An Alternative Take On BNPL Rings In Its New Era On The Public Markets

Omnichannel lease-purchase platform Katapult officially opened the trading day on the NASDAQ market (July 8th), ringing in its new life as a publicly-traded firm on the stock exchange.

“We are excited about the opportunity to celebrate this accomplishment and ring the Opening Bell on Nasdaq,” CEO Orlando Zayas said.

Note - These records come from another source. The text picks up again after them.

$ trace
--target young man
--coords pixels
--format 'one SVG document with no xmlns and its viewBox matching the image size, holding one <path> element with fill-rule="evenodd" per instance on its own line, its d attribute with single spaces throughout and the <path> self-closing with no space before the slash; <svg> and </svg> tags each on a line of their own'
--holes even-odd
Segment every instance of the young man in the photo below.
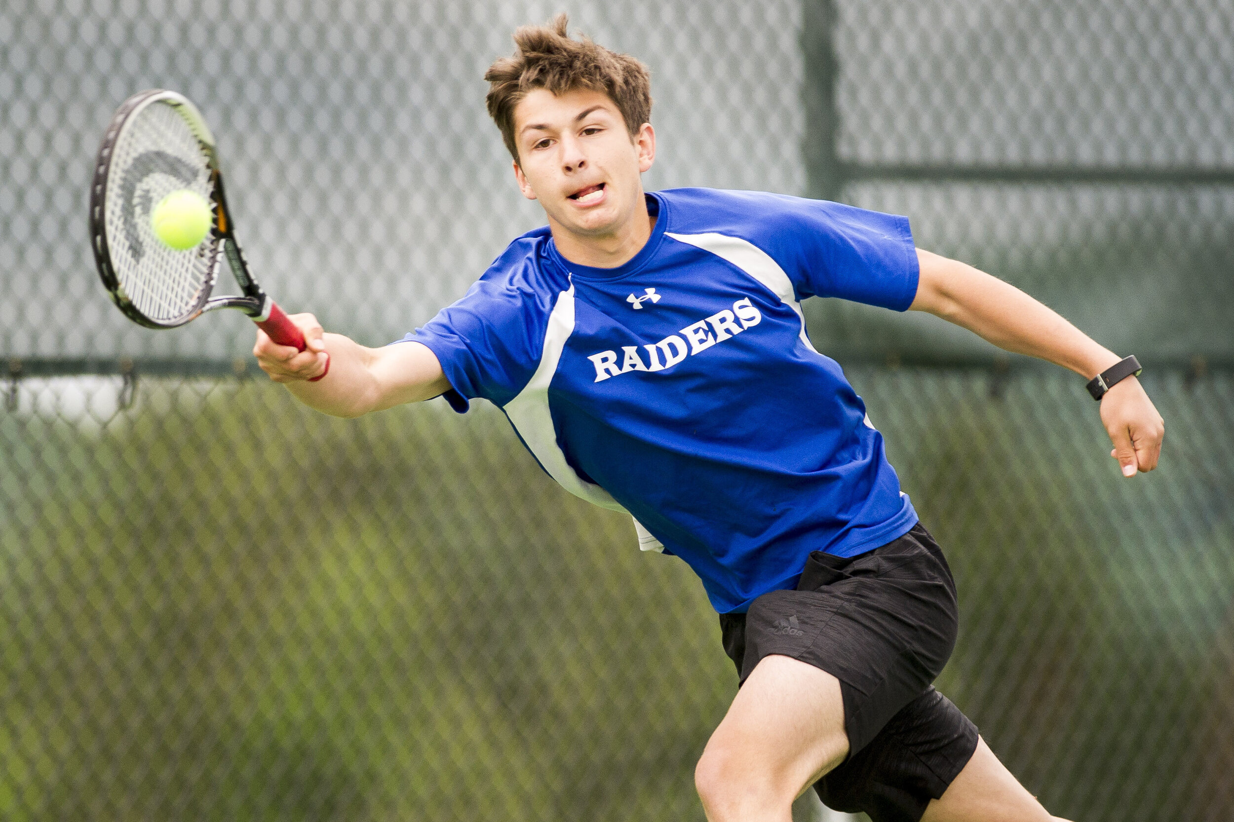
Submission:
<svg viewBox="0 0 1234 822">
<path fill-rule="evenodd" d="M 696 771 L 708 820 L 789 822 L 812 785 L 875 822 L 1051 818 L 930 685 L 955 642 L 950 571 L 798 300 L 929 311 L 1085 379 L 1106 372 L 1101 418 L 1127 476 L 1153 470 L 1164 432 L 1132 364 L 914 249 L 903 217 L 644 194 L 644 67 L 570 39 L 564 15 L 515 41 L 485 75 L 489 111 L 549 225 L 401 344 L 364 348 L 297 315 L 308 349 L 258 332 L 262 368 L 337 416 L 485 397 L 558 483 L 690 563 L 742 680 Z"/>
</svg>

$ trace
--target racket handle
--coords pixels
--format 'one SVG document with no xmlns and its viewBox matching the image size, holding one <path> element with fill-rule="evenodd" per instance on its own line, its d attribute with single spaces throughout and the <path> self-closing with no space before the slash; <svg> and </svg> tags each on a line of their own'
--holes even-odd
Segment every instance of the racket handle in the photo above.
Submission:
<svg viewBox="0 0 1234 822">
<path fill-rule="evenodd" d="M 307 348 L 305 343 L 305 336 L 300 331 L 300 326 L 291 322 L 288 315 L 283 312 L 283 309 L 274 301 L 267 297 L 270 309 L 270 316 L 265 320 L 257 321 L 257 327 L 267 333 L 267 336 L 280 346 L 291 346 L 296 351 L 304 351 Z M 310 383 L 316 383 L 322 376 L 329 374 L 329 354 L 326 354 L 326 370 L 317 376 L 308 380 Z"/>
</svg>

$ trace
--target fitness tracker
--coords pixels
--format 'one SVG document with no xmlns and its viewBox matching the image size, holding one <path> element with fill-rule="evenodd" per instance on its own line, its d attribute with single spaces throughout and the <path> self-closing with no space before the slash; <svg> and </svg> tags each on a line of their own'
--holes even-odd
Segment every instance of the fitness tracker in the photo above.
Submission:
<svg viewBox="0 0 1234 822">
<path fill-rule="evenodd" d="M 1099 400 L 1106 396 L 1106 391 L 1114 388 L 1116 384 L 1125 380 L 1128 376 L 1139 376 L 1143 370 L 1144 367 L 1140 365 L 1140 360 L 1135 359 L 1135 357 L 1128 357 L 1114 363 L 1101 374 L 1097 374 L 1097 376 L 1088 380 L 1088 384 L 1085 388 L 1088 389 L 1088 394 L 1092 395 L 1092 399 Z"/>
</svg>

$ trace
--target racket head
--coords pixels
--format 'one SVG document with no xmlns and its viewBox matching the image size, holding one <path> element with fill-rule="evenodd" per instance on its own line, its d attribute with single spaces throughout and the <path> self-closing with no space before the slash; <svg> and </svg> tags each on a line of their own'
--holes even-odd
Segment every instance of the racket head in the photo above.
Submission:
<svg viewBox="0 0 1234 822">
<path fill-rule="evenodd" d="M 102 284 L 128 318 L 151 328 L 201 313 L 218 276 L 225 232 L 215 138 L 188 98 L 152 89 L 126 100 L 99 148 L 90 188 L 90 244 Z M 212 228 L 195 248 L 164 246 L 151 211 L 178 189 L 211 204 Z"/>
</svg>

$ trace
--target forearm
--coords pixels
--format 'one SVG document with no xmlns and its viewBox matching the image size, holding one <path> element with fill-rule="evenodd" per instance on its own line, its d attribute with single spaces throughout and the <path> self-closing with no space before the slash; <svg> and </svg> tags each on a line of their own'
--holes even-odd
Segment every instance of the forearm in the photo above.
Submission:
<svg viewBox="0 0 1234 822">
<path fill-rule="evenodd" d="M 253 355 L 271 380 L 285 384 L 312 409 L 358 417 L 428 400 L 450 388 L 437 355 L 418 342 L 365 348 L 342 334 L 325 333 L 311 313 L 295 313 L 290 320 L 304 332 L 305 351 L 278 346 L 258 331 Z"/>
<path fill-rule="evenodd" d="M 342 334 L 322 334 L 322 342 L 329 354 L 329 372 L 316 383 L 289 380 L 288 390 L 308 407 L 336 417 L 358 417 L 375 410 L 373 349 Z"/>
<path fill-rule="evenodd" d="M 919 251 L 922 284 L 911 306 L 929 311 L 1017 354 L 1091 379 L 1119 360 L 1108 348 L 1016 286 L 976 268 Z"/>
</svg>

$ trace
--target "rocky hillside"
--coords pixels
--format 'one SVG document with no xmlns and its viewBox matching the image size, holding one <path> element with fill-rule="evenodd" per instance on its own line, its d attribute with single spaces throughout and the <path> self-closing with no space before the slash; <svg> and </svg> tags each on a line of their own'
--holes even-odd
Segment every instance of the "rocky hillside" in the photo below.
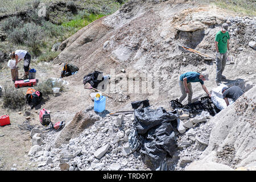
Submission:
<svg viewBox="0 0 256 182">
<path fill-rule="evenodd" d="M 134 115 L 109 113 L 131 110 L 132 102 L 145 99 L 152 109 L 170 111 L 169 101 L 181 94 L 178 77 L 188 71 L 207 71 L 205 86 L 208 90 L 216 88 L 213 61 L 177 44 L 214 57 L 214 36 L 224 22 L 230 25 L 235 63 L 226 66 L 222 83 L 238 85 L 246 93 L 214 116 L 201 113 L 197 121 L 179 113 L 180 122 L 192 123 L 182 131 L 180 122 L 176 123 L 176 151 L 162 167 L 255 170 L 256 20 L 185 0 L 129 1 L 61 43 L 55 68 L 59 63 L 70 63 L 80 69 L 63 78 L 69 90 L 44 106 L 55 119 L 65 117 L 67 124 L 59 132 L 31 132 L 31 160 L 39 170 L 155 170 L 129 146 Z M 101 114 L 93 111 L 89 97 L 93 91 L 83 88 L 84 76 L 94 71 L 111 76 L 105 92 L 114 98 L 107 98 Z M 193 101 L 205 96 L 200 84 L 193 84 Z"/>
</svg>

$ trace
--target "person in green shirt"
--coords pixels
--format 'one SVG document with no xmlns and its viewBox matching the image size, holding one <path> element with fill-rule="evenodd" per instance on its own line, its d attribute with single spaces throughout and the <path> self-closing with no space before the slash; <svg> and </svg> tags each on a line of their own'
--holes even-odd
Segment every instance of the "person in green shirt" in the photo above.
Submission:
<svg viewBox="0 0 256 182">
<path fill-rule="evenodd" d="M 215 48 L 217 51 L 216 60 L 216 77 L 215 81 L 218 86 L 221 83 L 221 79 L 225 79 L 226 77 L 222 75 L 226 60 L 229 51 L 229 34 L 228 31 L 228 24 L 222 24 L 221 30 L 216 34 L 215 36 Z"/>
</svg>

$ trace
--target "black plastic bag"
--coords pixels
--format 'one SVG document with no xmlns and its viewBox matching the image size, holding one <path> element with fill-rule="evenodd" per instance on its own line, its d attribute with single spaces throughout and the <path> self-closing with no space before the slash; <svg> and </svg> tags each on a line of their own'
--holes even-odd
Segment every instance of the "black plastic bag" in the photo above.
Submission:
<svg viewBox="0 0 256 182">
<path fill-rule="evenodd" d="M 172 156 L 176 150 L 172 123 L 176 122 L 178 117 L 177 114 L 167 112 L 163 107 L 134 110 L 133 127 L 136 133 L 133 134 L 137 135 L 136 139 L 141 143 L 137 150 L 144 155 L 147 164 L 154 169 L 163 168 L 160 166 L 167 155 Z"/>
<path fill-rule="evenodd" d="M 103 81 L 104 79 L 102 72 L 96 71 L 93 73 L 85 76 L 82 83 L 84 85 L 85 85 L 86 83 L 89 82 L 93 88 L 97 88 L 98 84 Z"/>
<path fill-rule="evenodd" d="M 142 105 L 143 105 L 142 107 L 146 107 L 150 106 L 149 101 L 148 100 L 146 100 L 144 101 L 138 101 L 131 102 L 131 107 L 134 109 L 139 108 L 139 107 Z"/>
</svg>

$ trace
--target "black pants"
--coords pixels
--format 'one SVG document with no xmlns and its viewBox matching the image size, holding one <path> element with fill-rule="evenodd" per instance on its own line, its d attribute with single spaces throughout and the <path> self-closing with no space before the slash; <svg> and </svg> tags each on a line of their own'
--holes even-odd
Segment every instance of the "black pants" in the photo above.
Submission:
<svg viewBox="0 0 256 182">
<path fill-rule="evenodd" d="M 24 57 L 24 71 L 27 72 L 29 71 L 30 60 L 31 60 L 31 56 L 27 52 Z"/>
</svg>

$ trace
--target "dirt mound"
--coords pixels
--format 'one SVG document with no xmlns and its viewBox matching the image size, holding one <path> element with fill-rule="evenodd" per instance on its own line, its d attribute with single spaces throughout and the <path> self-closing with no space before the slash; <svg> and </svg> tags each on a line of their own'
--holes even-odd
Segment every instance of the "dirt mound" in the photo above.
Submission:
<svg viewBox="0 0 256 182">
<path fill-rule="evenodd" d="M 254 86 L 210 121 L 214 126 L 201 159 L 234 168 L 254 166 L 255 90 Z"/>
<path fill-rule="evenodd" d="M 55 142 L 56 146 L 59 147 L 62 144 L 68 143 L 71 138 L 79 136 L 82 131 L 93 125 L 99 119 L 100 117 L 93 112 L 80 110 L 61 131 L 59 137 Z"/>
</svg>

While Katapult was officially (and literally) ringing in its new public existence this week, the firm is not quite new to the public markets — the bell-ringing followed Katapult’s first day of trading by about a month. In early June, Katapult Holdings Inc. and SPAC FinServ Acquisition Corp.  closed the merger they’d announced as 2020 was coming to an end.  As of June 9, 2021, the combined company — Katapult Holdings Inc. — was officially in existence and ready to head off to the NASDAQ exchange for trading with a new billion-dollar valuation in hand.

What Makes Katapult Different

Katapult is a lease-to-own product that resembles BNPL offerings in many ways, Zayas told Webster in an interview shortly before the firm went public, but it is designed to be more flexible than the 3-4 installment model that most BNPL firms feature and is meant to target the sub-prime consumers that many mainstream BNPL offering tend to leave behind.

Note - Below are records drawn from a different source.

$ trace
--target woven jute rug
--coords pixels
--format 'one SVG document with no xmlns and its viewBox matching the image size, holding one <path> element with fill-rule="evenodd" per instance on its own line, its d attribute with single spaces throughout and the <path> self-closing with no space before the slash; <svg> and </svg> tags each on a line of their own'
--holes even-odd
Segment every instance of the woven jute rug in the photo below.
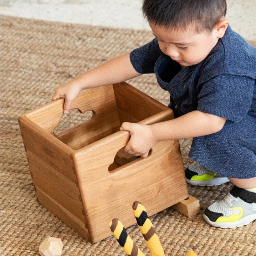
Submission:
<svg viewBox="0 0 256 256">
<path fill-rule="evenodd" d="M 152 33 L 2 16 L 1 34 L 1 255 L 39 255 L 39 245 L 50 236 L 61 239 L 63 256 L 125 255 L 113 236 L 92 245 L 38 203 L 17 118 L 50 101 L 61 84 L 149 42 Z M 154 74 L 128 82 L 168 103 L 168 93 L 157 85 Z M 86 118 L 78 111 L 63 115 L 57 130 Z M 193 162 L 187 156 L 191 140 L 180 142 L 186 168 Z M 189 185 L 189 194 L 199 200 L 199 214 L 188 218 L 169 208 L 150 217 L 166 256 L 184 256 L 191 249 L 198 256 L 256 255 L 255 222 L 222 229 L 203 219 L 204 209 L 232 187 L 230 183 L 209 188 Z M 137 225 L 127 230 L 149 255 Z"/>
</svg>

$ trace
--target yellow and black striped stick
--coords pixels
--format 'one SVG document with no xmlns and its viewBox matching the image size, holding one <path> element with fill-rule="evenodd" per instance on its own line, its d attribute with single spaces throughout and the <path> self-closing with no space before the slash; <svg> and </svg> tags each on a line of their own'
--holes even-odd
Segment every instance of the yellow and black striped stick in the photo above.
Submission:
<svg viewBox="0 0 256 256">
<path fill-rule="evenodd" d="M 131 256 L 145 256 L 128 235 L 124 225 L 118 219 L 113 219 L 109 223 L 109 227 L 115 237 L 126 254 Z"/>
<path fill-rule="evenodd" d="M 151 256 L 164 256 L 159 238 L 144 206 L 140 202 L 136 201 L 132 204 L 132 209 L 139 228 Z"/>
<path fill-rule="evenodd" d="M 149 250 L 151 256 L 165 256 L 160 241 L 144 205 L 138 201 L 132 204 L 133 215 Z M 109 223 L 111 231 L 124 252 L 130 256 L 145 256 L 127 234 L 124 225 L 118 219 Z M 193 251 L 187 256 L 196 256 Z"/>
</svg>

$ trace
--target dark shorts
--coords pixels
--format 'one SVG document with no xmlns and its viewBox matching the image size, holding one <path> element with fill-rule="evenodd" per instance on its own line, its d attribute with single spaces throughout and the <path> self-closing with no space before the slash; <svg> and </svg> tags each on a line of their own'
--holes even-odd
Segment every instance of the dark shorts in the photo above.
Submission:
<svg viewBox="0 0 256 256">
<path fill-rule="evenodd" d="M 237 122 L 227 120 L 220 132 L 194 138 L 188 156 L 224 177 L 253 178 L 256 176 L 256 138 L 254 117 L 247 115 Z"/>
</svg>

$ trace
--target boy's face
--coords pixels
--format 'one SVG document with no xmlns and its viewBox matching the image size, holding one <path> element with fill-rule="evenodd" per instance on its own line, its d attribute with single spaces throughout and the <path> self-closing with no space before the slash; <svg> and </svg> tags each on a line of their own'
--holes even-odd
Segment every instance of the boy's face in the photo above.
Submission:
<svg viewBox="0 0 256 256">
<path fill-rule="evenodd" d="M 210 33 L 204 31 L 198 34 L 193 30 L 185 32 L 155 25 L 149 21 L 153 34 L 158 40 L 162 51 L 182 67 L 197 64 L 204 60 L 222 37 L 226 28 L 220 31 L 214 28 Z"/>
</svg>

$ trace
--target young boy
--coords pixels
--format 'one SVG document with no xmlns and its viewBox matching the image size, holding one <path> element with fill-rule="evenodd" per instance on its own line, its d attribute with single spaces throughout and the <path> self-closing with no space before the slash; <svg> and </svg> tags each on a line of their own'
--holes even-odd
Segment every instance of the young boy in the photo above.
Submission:
<svg viewBox="0 0 256 256">
<path fill-rule="evenodd" d="M 226 9 L 225 0 L 143 0 L 156 38 L 60 86 L 52 99 L 65 98 L 67 113 L 83 89 L 155 73 L 175 118 L 124 123 L 120 129 L 131 135 L 125 150 L 145 157 L 158 141 L 193 138 L 189 156 L 196 162 L 186 171 L 187 181 L 234 185 L 204 215 L 223 228 L 256 219 L 255 51 L 232 30 Z"/>
</svg>

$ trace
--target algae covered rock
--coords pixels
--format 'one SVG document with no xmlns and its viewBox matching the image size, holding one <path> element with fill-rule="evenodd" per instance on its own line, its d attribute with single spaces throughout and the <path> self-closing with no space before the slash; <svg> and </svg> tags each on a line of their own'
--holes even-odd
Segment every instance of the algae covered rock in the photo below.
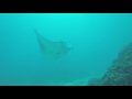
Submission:
<svg viewBox="0 0 132 99">
<path fill-rule="evenodd" d="M 89 80 L 89 86 L 132 86 L 132 43 L 124 46 L 108 72 L 98 80 Z"/>
</svg>

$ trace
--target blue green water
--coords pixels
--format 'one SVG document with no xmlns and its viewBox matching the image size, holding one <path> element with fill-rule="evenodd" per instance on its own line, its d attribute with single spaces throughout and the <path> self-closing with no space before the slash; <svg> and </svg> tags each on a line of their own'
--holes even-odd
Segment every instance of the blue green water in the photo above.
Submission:
<svg viewBox="0 0 132 99">
<path fill-rule="evenodd" d="M 42 61 L 34 29 L 73 50 Z M 131 13 L 0 13 L 0 85 L 65 85 L 102 76 L 131 42 Z"/>
</svg>

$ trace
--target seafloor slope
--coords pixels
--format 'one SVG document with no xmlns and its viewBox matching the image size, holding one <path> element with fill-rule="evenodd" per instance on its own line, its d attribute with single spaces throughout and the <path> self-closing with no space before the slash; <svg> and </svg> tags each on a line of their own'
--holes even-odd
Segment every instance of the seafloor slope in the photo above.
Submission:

It’s not a competitor product, Zayas noted, so much as it is designed to be a complimentary one created to cover the ground BNPL as we know it tends to leave bare.

“We’ve had to learn how to tailor our models to better capture that data, make a determination on that consumer within five seconds and do it the right way so we [mitigate risk],” Zayas said. That’s a tall order, especially with the limited data the firm has to render such decisions — but it’s also a big opportunity, because BNPL market leaders are aware that “they aren’t addressing the non-prime consumer very well,” he noted.

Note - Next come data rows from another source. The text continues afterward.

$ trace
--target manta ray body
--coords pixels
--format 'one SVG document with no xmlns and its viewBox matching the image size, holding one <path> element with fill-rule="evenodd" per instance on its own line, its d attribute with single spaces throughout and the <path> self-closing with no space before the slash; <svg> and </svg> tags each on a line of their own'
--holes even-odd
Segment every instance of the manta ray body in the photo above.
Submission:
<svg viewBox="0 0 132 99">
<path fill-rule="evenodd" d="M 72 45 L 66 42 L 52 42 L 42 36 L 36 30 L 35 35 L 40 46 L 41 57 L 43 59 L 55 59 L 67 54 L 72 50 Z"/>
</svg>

Katapult, he said, is designed for those non-prime consumers — and as a result, he noted, they tend to see a really high repeat rate on the platform, with some 45 percent of their consumers coming back after that first purchase.  The company’s strength, Zayas said, lies in its ability to get customers the big-ticket items they need fairly immediately, from appliances to tires, in a way they can afford and manage.

“If your refrigerator breaks down and you’ve got three kids, you can’t wait until your next paycheck to hopefully buy a new one. And if you don’t have the credit access to put it on a private-label credit card, you surely aren’t going to take a refrigerator and split it over four payments,” Zayas pointed out.

Now that Katapult is a public company, he told Webster, the firm has officially started the “next phase of its evolution.”  It’s one that will let the firm forge new partnerships and will open up capital markets to provide access to cheaper money, which in turn could allow it to develop new products for its non-prime consumers.